Search code examples
pythonstringtextyoutube

Remove transcript timestamps and join the lines to make paragraph


  • File: Plain Text Document
  • Content: Youtube timestamped transcript

enter image description here

I can separately remove each line's timestamp:

for count, line in enumerate(content, start=1):
        if count % 2 == 0:
            s = line.replace('\n','')
            print(s) 

I can also join the sentences if I don't remove the timestamps:

with open('file.txt') as f:
    print (" ".join(line.strip() for line in f))

But I attempted to do these together (removing timestamps and joining the lines) in various formats but no right outcome:

with open('Russell Brand Script.txt') as m:
    for count, line in enumerate(m, start=1):
        if count % 2 == 0:
            sentence=line.replace('\n',' ')
            print(" ".join(sentence.rstrip('\n'))) 

I also tried various form of print(" ".join(sentence.rstrip('\n'))) and print(" ".join(sentence.strip())) but the results is always either of below:

enter image description here

How can I remove the timestamps and join the sentences to create a paragraph at once?


Solution

  • Whenever you call .join() on a string, it inserts the separator between every character of the string. You should also note that print(), by default, adds a newline after the string is printed.

    To get around this, you can save each modified sentence to a list, and then output the entire paragraph at once at the end using "".join(). This gets around the newline issue described above, and gives you the ability to do additional processing on the paragraph afterwards, if desired.
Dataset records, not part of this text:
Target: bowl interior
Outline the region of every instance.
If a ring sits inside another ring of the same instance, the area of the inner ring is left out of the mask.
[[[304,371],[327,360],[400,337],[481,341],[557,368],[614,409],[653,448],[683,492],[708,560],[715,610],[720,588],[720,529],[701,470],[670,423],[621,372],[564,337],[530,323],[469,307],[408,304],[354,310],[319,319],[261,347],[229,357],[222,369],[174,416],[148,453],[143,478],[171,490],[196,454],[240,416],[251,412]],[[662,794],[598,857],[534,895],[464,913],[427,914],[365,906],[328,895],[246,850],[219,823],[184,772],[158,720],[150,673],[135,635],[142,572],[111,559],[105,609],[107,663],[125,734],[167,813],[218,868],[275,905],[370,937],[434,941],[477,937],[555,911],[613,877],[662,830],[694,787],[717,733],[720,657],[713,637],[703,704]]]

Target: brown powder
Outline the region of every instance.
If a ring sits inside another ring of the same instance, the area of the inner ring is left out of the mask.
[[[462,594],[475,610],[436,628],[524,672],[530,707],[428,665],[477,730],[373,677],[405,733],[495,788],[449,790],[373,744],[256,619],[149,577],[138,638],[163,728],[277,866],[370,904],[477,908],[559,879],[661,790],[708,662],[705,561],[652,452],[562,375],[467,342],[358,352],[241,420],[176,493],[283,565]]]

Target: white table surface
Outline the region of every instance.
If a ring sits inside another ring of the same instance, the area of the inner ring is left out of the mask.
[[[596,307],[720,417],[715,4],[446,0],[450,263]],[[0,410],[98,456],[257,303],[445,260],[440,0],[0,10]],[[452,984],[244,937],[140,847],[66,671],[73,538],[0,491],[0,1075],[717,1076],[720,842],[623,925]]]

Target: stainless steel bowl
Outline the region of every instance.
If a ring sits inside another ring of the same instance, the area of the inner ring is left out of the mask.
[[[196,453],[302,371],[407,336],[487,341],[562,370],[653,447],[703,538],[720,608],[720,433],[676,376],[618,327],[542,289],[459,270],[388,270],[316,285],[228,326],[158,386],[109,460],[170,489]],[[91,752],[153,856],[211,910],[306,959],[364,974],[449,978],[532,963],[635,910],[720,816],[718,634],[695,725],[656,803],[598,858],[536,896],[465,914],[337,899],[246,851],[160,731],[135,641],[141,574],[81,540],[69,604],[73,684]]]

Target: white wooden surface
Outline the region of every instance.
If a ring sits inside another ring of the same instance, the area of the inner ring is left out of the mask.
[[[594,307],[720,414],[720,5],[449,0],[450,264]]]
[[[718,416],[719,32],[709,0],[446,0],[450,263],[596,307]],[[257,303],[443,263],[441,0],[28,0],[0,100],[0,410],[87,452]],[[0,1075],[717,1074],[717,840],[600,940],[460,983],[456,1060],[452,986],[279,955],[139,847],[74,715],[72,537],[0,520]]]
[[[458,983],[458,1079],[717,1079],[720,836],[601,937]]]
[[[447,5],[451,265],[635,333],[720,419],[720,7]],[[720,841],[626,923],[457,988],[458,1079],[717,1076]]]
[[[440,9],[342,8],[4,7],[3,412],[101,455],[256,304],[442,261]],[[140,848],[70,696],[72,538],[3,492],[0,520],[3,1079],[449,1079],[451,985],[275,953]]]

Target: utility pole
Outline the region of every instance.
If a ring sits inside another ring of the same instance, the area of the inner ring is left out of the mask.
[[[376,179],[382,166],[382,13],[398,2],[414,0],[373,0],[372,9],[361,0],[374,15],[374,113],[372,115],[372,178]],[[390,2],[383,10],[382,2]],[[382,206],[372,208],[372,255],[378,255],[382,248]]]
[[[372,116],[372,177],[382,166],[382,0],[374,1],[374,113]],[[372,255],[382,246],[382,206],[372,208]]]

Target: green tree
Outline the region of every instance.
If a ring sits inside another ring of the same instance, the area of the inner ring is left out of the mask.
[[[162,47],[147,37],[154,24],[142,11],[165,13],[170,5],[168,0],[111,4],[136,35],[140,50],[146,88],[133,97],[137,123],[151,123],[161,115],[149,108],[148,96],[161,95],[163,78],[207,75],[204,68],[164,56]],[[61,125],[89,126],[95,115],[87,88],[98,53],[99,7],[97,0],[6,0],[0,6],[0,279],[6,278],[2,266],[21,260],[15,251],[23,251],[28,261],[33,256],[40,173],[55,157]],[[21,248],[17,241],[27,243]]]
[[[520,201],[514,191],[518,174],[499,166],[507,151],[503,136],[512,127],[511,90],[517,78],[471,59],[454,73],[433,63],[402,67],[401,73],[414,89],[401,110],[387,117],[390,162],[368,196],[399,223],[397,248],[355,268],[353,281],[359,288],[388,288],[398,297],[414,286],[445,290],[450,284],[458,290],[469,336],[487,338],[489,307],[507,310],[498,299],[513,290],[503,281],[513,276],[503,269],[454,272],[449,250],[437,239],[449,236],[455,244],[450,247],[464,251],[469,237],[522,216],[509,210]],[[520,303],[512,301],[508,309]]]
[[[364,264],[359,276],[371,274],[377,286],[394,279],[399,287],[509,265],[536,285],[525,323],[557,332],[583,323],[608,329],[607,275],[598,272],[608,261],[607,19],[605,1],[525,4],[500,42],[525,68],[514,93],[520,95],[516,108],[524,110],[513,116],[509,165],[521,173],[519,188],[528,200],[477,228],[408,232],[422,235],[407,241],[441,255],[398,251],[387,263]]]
    with open('put_your_filename_here.txt') as m:
        sentences = []
        for count, line in enumerate(m, start=1):
            if count % 2 == 0:
                sentence=line.replace('\n', '')
                sentences.append(sentence)
        print(' '.join(sentences))
    

    (Made a small edit to the code -- the old version of the code produced a trailing space after the paragraph.)